Minimal Complete Verifiable Example:

from distributed import LocalCluster, Client, get_client

def test_sync_call():
    with get_client() as client:
        print("test_sync_call/asynchronous:", client.asynchronous)

def main(client: Client) -> None:
    print("asynchronous:", client.asynchronous)
    client.sync(test_sync_call)

if __name__ == "__main__":
    with LocalCluster(n_workers=7, threads_per_worker=4) as cluster:
        with Client(cluster) as client:
            main(client)

Environment:

pentschev commented 4 weeks ago

What happens here is that calling .sync() always assumes the function returns an awaitable, which is obviously not the case if the function is synchronous as in the original post. However, the docstring doesn't really define whether this is intentional or not, but the sync function which is called internally clarifies that func must be a coroutine. With that said, it seems to me that this is indeed intentional, everything that is called with sync() should return an awaitable, all existing tests assume that too. I'll not claim I know the reasoning behind that decision, but I suspect it is indeed intentional because without this it leaves the door open for users to write blocking code that may never allow the event loop to continue progressing and thus block the application indefinitely.

I think it's probably important to determine whether your function can be made asynchronous, and if not let us know the constraints here.

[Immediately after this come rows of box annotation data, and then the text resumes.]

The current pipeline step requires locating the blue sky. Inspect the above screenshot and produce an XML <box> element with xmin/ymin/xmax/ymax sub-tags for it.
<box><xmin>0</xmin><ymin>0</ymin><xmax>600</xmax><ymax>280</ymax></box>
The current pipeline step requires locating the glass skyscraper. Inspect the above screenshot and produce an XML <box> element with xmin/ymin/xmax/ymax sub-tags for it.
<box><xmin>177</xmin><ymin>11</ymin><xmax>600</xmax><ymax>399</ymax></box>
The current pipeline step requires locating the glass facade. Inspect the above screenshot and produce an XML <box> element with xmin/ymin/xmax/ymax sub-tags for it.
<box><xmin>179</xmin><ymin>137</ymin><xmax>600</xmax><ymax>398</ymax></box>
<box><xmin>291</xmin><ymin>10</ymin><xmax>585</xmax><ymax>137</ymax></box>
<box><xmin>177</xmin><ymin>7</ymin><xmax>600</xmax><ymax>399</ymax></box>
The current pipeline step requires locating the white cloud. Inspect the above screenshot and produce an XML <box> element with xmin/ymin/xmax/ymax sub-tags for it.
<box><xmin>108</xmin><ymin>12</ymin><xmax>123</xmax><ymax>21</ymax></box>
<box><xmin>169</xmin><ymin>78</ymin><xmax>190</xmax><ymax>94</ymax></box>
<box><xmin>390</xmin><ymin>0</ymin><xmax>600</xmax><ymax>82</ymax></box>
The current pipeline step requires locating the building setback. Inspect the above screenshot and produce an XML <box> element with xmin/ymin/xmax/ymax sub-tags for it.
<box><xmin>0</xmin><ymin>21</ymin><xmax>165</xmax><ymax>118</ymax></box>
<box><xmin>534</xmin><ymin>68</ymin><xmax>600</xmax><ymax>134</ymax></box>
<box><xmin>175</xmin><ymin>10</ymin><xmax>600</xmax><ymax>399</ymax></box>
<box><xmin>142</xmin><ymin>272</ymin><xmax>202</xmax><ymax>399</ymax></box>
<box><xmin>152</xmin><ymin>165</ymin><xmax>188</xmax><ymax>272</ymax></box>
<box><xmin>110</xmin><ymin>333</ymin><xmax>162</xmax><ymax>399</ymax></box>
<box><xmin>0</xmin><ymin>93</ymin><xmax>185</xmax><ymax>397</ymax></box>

Maybe Distributed maintainers who are more familiar with the internals would also have further comments on the sync() design and constraints, or suggestions how to move forward.

trivialfis commented 4 weeks ago

@pentschev Thank you for the explanation and the references, that makes sense.

I think it's probably important to determine whether your function can be made asynchronous

We have been doing that. I was trying to simplify the code in XGBoost, and the async seems difficult to handle when we also need to handle synchronous code.

It's fine if this is intended behavior. I will close this issue now.